The latest reading of the inflation indicator preferred by the Federal Reserve showed the accelerating price increases in June as the inflation remained above 2% target.

The “Core” Personal Consumption Expenditures (PCE) index, which eliminates food and energy costs and closely monitored by the Central Bank, increased by 0.3% in parallel with the expected 0.2% increase in May.

Annually, basic prices increased by 2.8%, above 2.7% expected by economists and is suitable for May’s reading. The 2.8% reading of May was revised higher than an increase of 2.7% at the beginning.

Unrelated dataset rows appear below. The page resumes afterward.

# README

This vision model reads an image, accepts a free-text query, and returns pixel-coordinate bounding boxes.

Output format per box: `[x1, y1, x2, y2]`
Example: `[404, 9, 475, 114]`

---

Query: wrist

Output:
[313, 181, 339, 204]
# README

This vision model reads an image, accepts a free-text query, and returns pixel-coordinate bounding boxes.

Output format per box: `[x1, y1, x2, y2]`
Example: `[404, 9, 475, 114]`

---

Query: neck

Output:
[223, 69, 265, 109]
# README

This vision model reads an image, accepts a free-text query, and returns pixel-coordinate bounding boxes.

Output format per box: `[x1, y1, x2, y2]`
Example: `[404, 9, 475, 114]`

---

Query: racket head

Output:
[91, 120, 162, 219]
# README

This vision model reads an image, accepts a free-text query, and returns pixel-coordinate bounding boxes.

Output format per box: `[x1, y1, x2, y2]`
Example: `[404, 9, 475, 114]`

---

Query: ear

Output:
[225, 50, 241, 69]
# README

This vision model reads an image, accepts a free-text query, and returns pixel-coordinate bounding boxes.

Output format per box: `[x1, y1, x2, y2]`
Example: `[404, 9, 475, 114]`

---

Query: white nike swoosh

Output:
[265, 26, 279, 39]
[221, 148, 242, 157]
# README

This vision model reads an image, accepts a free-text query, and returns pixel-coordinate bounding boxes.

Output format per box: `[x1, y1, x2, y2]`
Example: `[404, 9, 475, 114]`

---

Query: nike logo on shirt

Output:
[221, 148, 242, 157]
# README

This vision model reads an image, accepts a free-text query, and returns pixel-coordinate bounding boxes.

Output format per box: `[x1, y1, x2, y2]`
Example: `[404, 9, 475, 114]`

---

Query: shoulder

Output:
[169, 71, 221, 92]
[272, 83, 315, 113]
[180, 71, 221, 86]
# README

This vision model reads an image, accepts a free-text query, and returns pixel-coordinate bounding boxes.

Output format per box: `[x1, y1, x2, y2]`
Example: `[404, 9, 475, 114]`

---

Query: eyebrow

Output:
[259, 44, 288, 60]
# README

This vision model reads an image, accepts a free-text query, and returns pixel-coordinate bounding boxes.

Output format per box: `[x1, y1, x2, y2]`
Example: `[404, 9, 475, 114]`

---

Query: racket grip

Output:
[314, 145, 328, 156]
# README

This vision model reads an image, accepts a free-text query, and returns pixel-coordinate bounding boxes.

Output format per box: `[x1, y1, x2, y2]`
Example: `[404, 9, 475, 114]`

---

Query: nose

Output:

Only one day after the Fed chose to keep interest rates fixed at the Fed’s July meeting, the FED President Jerome Powell stressed that any tariff effect on inflation was still “first days” and is still a “long way to go” before the full effects become clear.

Read more: How does the Fed rate decision affect your bank accounts, loans, credit cards and investments?

On Thursday, PCE inflation data came only one day after the Federal Reserve decided to change interest rates at the July meeting. · Via Tom Williams Getty Images

Data in other parts of the version showed mixed symptoms of slowing economic growth activity. Real personal expenditures that adapt to inflation increased by 0.3% below estimates for an increase of 0.3%. In May, real personal expenditures decreased by 0.3%. Meanwhile, after the previous month decreased by 0.4%, personal income increased by 0.3%.